Child abuse: council liable for foster parents

VICARIOUS LIABILITY

Case Armes v Nottinghamshire County Council (2017) The Times, November 6, Supreme Court

Facts A was taken into care by NCC in 1985 when she was aged seven. She was physically and sexually abused by successive foster parents with whom she was placed while in care. NCC had not been negligent in the selection or supervision of the foster parents. The issue was whether NCC was liable to A.

Decision 1. NCC was liable.

  1. The doctrine of vicarious liability could only apply where the relationship between the defendant and the tortfeasor had particular characteristics justifying the imposition of such liability.

  2. A classic example of such a relationship was that between employer and employee. The doctrine could also apply where the relationship had certain characteristics similar to those found in employment, subject to there being a sufficient connection between the relationship and the commission of the tort.

  3. In Cox v Ministry of Justice the Supreme Court referred to five incidents of the relationship between employer and employee as making it fair, just and reasonable to impose vicarious liability and which could properly give rise to vicarious liability where other relationships had the same incidents and could be treated as akin to employment:

* The employer was more likely to have the means to compensate the victim than the employee and could be expected to have insured against that liability;

* The tort would have been committed as a result of activity being taken by the employee on behalf of the employer;

* The employee’s activity was likely to be part of the business activity of the employer;

* The employer, by employing the employee to carry out the activity, would have created the risk of the tort committed by the employee;

* The employee would have, to a greater or lesser degree, have been under the control of the employer.

  1. The relevant activity of NCC was the care of children who had been committed to its care. It was under a statutory duty to care for such children.
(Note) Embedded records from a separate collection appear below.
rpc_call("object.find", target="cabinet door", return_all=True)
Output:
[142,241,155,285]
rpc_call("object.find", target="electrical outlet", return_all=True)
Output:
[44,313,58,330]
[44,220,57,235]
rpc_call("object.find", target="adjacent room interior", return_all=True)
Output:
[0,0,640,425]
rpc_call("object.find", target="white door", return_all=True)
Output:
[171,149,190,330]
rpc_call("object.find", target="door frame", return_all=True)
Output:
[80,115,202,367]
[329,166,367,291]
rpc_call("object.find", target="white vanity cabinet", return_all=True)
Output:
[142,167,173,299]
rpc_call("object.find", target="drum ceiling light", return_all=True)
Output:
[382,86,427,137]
In order to discharge that duty, so far as it involved the provision of accommodation, maintenance and daily care, it recruited, selected and trained persons who were willing to look after children in their homes as foster parents. It inspected their homes before any placement was made.

  2. NCC paid allowances to foster parents, provided them with equipment and provided training. Foster parents were expected to co-operate with social workers with whom they had regular meetings. NCC involved foster parents in decision-making and required them to co-operate with arrangements for contact with the child’s family.

  3. Foster parents could not be regarded as carrying on an independent business of their own. They provided care to the child as an integral part of its child care services.

  4. It was impossible to draw a sharp line between the activity of NCC and the foster parents. It was NCC which possessed parental powers in relation to the children.

  5. NCC exercised powers of approval, inspection, supervision and removal without any parallel in ordinary family life. It exercised a significant degree of control over what the foster parents did and how they did it.

  6. Vicarious liability was only of practical relevance where the principal tortfeasor could not be found or was not worth suing and the person sought to be made vicariously liable was able to compensate the victim of the tort.

  7. These conditions were satisfied in the present context. Most foster parents had insufficient means to meet a substantial award of damages and were unlikely to have relevant insurance. NCC could more easily compensate the victims of injuries, which were often serious and long lasting.

  8. Vicarious liability would not be imposed if the abuse had been perpetrated by the child’s parents, if the child had been placed with them, because the parents would not have stood in a relationship of the kind described in Cox v Ministry of Justice.